New York Times correspondent Benjamin Weiser reports. Excerpt:
A federal judge in Manhattan took the unusual step yesterday of ordering federal prosecutors to investigate how the F.B.I. had obtained a confession from an innocent Egyptian student who was detained in connection with the attack on the World Trade Center.
The judge, Jed S. Rakoff of Federal District Court, also agreed to unseal virtually all documents that have been kept secret in the case of the student, Abdallah Higazy. He was initially held as a material witness in the Sept. 11 investigation after a security guard said he had found an aviation radio in the safe in Mr. Higazy’s hotel room, which overlooked the trade center site.
Mr. Higazy was later charged with perjury when he denied owning the radio, and spent about a month in jail. He was released after the guard admitted making up the story about the radio.
But while Mr. Higazy was in jail, prosecutors told Judge Rakoff that the student had confessed to an F.B.I. agent that he owned the radio, an admission now known to be untrue.
Mr. Higazy asked for a polygraph exam to prove his innocence, the judge said, and an F.B.I. agent administered it without his lawyer present. But at some point, the F.B.I. agent, who has not been identified, stopped, and reportedly began to question Mr. Higazy, who then confessed, the judge noted. The confession fueled suspicions he might be tied to the hijackers.
“The alleged misbehavior here,” Judge Rakoff said, “consists, worst case, of an F.B.I. agent’s taking unfair advantage of a situation created during a polygraph testing expressly requested by the witness to obtain from the witness a coerced or uncounseled confession that could be used to bring criminal charges against the witness.”
Although Mr. Higazy made no claims of physical abuse, he said recently that after he was left alone for several hours with the agent, he started hyperventilating and was ready to say anything. Mr. Higazy also said the agent had threatened his family’s safety if he did not confess, the judge noted, adding that the government denied that allegation.

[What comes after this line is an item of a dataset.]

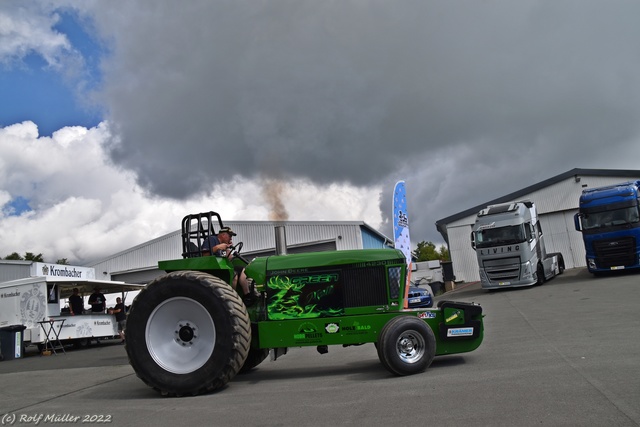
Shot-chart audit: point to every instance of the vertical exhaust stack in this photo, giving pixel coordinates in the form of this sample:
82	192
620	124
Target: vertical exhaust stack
281	240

Review of a video or audio tape recording of Mr. Higazy’s polygraph interrogation would remove any doubt as to whether his FBI polygrapher threatened his family’s safety if he did not confess. But the FBI’s standard operating procedure of not recording polygraph interrogations gives unscrupulous polygraphers the power to lie with impunity about what transpired during any polygraph interrogation.